So a few things to talk about:
- The practicing has been about the same as the week before. Better than previously, but needs improvement. I had this habit of stopping my practicing almost compulsively to try and look at the windows in the adjacent apartment building across from us. That interfered with my practicing and my relationship. I have since given up the binoculars and am going to recommit to my relationship.
What helped was watching this movie "Sudden Moonlight" with Meg Ryan. The dialogue in that movie was exactly like in our relationship, "you're ugly, I hate you, I'm leaving" - from the guy, when they were previously happy and in love. Then, he wakes up (long story short).

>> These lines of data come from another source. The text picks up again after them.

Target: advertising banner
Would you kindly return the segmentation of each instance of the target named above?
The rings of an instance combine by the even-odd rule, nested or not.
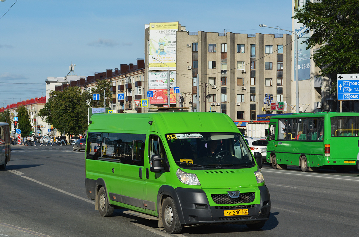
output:
[[[293,0],[294,9],[304,8],[307,0]],[[303,32],[307,28],[296,19],[294,20],[294,27],[298,37],[298,80],[309,80],[311,79],[311,50],[310,48],[307,49],[308,46],[307,44],[302,43],[311,37],[310,32],[304,34]],[[295,80],[295,77],[294,80]]]
[[[178,30],[178,22],[150,23],[148,49],[150,71],[168,69],[168,67],[163,64],[169,67],[170,70],[176,70],[176,37]]]
[[[150,89],[153,92],[153,97],[148,98],[148,103],[152,104],[165,104],[167,103],[167,88]],[[170,89],[169,102],[176,103],[176,94],[173,93],[173,89]]]
[[[148,75],[149,88],[165,88],[167,87],[167,71],[150,71]],[[171,79],[170,86],[173,88],[176,86],[176,72],[171,71],[169,75]]]

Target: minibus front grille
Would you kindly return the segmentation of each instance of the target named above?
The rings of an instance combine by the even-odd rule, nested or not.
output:
[[[236,203],[248,203],[254,200],[256,193],[242,192],[238,198],[229,197],[228,194],[211,194],[211,197],[216,204],[234,204]]]

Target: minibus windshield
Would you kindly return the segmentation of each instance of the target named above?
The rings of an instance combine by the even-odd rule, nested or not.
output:
[[[175,162],[186,169],[246,168],[255,166],[239,134],[196,133],[166,135]]]

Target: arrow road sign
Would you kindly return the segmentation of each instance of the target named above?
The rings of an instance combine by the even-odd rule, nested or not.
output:
[[[94,101],[100,100],[99,94],[92,94],[92,97],[93,97],[93,99]]]
[[[359,100],[359,74],[338,74],[338,99]]]

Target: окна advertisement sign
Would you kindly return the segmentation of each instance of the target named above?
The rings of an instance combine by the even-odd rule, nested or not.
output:
[[[167,71],[150,71],[149,73],[149,88],[167,88]],[[171,88],[176,86],[176,72],[171,71],[169,75]]]
[[[167,103],[167,89],[150,89],[153,92],[153,97],[148,98],[148,103],[152,104],[165,104]],[[176,94],[173,94],[173,88],[170,89],[169,102],[176,103]]]
[[[176,70],[176,34],[178,22],[150,23],[149,70]],[[152,58],[154,57],[157,60]]]

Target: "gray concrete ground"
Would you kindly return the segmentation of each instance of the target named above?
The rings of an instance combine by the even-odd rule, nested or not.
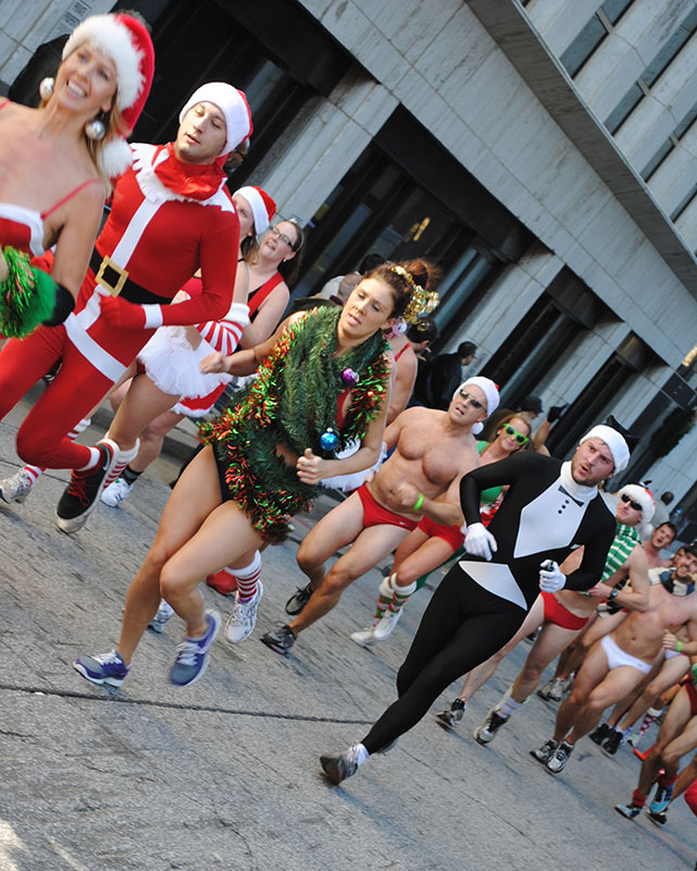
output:
[[[15,467],[18,419],[0,425],[0,475]],[[331,786],[319,755],[360,739],[395,698],[430,592],[412,600],[388,642],[361,649],[348,635],[370,619],[379,581],[372,572],[284,659],[259,638],[303,582],[296,541],[264,554],[252,638],[235,648],[219,639],[198,684],[167,683],[176,618],[144,639],[121,691],[79,677],[72,660],[116,640],[173,469],[159,461],[129,500],[100,506],[74,537],[53,525],[63,471],[46,475],[23,505],[0,502],[0,871],[694,867],[695,819],[682,799],[664,829],[613,810],[636,783],[639,763],[627,748],[610,759],[584,739],[567,771],[550,776],[528,756],[556,710],[536,697],[488,748],[473,740],[526,642],[459,732],[427,717]],[[332,504],[324,498],[318,516]],[[298,537],[314,519],[297,518]],[[204,594],[231,611],[229,600]]]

And Meg Ryan's actions in that movie are exactly like what my girlfriend would have done (she tied him up to a toilet until they worked they relationship out).

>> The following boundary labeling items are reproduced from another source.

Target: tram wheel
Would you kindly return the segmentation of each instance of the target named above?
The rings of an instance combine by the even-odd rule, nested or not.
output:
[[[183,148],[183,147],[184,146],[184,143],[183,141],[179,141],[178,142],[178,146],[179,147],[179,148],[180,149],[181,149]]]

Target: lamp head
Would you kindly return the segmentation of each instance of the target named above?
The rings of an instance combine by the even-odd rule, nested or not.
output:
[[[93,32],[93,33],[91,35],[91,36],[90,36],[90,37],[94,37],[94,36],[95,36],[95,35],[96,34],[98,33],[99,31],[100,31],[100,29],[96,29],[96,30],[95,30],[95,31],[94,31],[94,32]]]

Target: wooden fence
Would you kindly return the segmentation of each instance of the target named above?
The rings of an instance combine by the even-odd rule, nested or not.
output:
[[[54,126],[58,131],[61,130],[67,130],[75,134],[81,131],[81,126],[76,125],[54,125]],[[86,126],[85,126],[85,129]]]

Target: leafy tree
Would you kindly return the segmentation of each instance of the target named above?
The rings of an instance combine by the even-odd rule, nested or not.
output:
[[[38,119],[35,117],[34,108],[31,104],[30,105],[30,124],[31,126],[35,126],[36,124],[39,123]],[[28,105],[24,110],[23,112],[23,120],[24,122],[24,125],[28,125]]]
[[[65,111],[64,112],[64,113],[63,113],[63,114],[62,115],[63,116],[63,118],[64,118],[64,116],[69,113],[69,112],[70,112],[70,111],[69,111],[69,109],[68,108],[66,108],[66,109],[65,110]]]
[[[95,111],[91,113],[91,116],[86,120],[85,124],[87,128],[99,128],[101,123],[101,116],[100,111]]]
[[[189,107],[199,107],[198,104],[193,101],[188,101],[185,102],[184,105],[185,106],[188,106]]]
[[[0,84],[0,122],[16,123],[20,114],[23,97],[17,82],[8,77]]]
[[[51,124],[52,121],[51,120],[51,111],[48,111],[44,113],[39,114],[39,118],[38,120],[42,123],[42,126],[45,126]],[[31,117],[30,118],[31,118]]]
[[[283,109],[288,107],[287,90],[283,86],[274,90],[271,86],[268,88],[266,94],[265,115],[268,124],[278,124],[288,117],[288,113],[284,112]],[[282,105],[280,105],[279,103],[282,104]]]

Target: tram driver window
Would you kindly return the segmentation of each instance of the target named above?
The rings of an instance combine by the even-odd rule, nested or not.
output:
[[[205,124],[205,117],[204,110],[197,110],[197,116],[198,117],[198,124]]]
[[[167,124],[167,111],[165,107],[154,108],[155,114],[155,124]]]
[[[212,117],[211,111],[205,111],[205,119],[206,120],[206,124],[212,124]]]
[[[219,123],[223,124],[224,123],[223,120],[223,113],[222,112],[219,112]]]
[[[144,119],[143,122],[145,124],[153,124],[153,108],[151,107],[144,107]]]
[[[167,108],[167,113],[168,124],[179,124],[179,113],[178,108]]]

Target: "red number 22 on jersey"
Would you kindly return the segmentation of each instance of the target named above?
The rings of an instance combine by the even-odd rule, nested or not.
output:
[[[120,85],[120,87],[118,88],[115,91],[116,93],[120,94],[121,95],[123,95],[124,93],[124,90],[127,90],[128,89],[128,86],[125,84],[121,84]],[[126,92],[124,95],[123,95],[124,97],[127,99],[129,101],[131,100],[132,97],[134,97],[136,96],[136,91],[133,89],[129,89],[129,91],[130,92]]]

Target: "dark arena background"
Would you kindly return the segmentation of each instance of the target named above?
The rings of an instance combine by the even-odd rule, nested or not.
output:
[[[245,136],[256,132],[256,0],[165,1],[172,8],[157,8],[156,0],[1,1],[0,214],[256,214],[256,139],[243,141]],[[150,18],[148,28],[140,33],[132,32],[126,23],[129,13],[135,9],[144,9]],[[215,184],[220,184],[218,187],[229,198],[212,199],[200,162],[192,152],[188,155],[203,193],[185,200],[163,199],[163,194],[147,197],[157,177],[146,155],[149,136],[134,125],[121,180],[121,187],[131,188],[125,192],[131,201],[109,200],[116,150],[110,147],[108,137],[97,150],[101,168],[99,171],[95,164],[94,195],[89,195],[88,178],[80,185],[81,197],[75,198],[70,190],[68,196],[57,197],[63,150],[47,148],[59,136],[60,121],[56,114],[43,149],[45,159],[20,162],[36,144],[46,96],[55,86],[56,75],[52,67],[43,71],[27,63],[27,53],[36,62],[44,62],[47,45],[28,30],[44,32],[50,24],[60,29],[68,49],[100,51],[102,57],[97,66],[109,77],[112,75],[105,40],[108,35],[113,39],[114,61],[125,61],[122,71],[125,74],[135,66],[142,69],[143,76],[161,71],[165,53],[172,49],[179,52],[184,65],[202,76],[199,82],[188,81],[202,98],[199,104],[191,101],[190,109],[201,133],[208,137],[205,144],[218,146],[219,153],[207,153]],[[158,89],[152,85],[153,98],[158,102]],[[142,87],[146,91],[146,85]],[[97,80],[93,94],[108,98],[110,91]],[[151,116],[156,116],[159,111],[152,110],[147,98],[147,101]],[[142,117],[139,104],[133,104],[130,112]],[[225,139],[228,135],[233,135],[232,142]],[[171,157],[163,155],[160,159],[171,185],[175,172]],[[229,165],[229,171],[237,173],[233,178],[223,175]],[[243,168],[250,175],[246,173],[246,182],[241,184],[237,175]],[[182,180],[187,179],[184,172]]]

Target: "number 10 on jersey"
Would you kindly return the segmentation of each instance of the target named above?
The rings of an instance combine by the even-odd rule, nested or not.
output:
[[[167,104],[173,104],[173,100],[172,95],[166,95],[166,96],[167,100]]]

- My girl and I are planning a joint recital for March. I'm starting to learn new pieces, and the old ones are in pretty good shape. Not top notch - I haven't practiced them enough yet, but the old pieces are in very decent shape. Then, I hope to finally have something to bring to this new teacher, when I do contact him. But I'm a little closer to it.

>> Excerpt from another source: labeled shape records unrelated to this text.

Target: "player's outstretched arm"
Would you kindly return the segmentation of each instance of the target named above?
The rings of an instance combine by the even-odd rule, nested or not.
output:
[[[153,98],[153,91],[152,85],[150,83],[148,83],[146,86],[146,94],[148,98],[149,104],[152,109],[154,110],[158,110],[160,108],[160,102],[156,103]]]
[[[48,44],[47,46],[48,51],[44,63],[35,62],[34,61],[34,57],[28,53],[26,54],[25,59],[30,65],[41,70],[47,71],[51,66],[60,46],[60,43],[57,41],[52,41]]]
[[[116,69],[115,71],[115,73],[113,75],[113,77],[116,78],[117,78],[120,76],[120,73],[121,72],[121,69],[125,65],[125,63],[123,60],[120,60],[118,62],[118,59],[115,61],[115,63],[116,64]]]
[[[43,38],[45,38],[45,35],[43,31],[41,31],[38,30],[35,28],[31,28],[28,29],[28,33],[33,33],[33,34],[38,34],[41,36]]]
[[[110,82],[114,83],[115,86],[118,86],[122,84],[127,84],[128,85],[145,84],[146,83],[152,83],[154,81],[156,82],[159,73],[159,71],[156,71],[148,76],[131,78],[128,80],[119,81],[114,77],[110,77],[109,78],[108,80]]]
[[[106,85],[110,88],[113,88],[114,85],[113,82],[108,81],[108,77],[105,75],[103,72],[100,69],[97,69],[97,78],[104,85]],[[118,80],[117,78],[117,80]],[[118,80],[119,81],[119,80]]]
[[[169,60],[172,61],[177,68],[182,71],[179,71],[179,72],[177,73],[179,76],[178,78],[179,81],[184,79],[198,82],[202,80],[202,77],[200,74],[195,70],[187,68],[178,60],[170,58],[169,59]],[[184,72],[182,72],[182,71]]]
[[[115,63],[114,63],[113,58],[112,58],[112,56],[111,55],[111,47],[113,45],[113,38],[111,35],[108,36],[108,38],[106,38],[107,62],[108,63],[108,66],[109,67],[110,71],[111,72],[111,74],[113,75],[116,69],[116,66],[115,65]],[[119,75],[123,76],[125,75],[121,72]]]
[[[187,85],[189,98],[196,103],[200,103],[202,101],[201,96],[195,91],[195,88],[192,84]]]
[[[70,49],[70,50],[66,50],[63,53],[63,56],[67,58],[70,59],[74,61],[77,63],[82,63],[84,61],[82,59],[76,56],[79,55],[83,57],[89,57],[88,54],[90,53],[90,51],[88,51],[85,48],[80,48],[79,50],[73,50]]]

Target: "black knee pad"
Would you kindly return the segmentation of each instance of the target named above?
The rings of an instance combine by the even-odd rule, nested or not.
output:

- My girlfriend is getting of the pill this Friday. I already see her moving more sexily, as is this time of the month. I think that will make a difference in our relationship, as I won't need so many outlets, such as looking through the windows with binoculars, looking at porn, or hitting on girls.
- Speaking of which, this rubber band on my hand designed to prevent me from looking at porn is a miracle. It has been so effective so far. It has stopped my porn cravings in my tracks.
- The HOCD was a million times better last week. It's back now. Problem is, I went 10 days without O, and I couldn't keep my dick down. I started fantasizing at nights, and on Thursday I spilled, and on Saturday I spilled, and then my girlfriend wanted me everywhere. I couldn't fight against her without making her angry. And she knows the whole O/passion cycle arguments. So I wound up having a triple O on Saturday, which I know I will pay for. But not having porn or binoculars or whatever I think does help the HOCD process, even after triple O so far. Anyway, I kind of starting accepting myself as a Kinsey .5/1 last week, like any regular straight guy, but what sucks is when you're numb to girls, especially after O, so you think you're turning gay, and your body begins to react accordingly. It's annoying. I hope the solution to this will be when she finds her sexiness, we will both be satiated from karezza (and condoms, or course), and not want to look for much more.
So, those were the highlights of my week.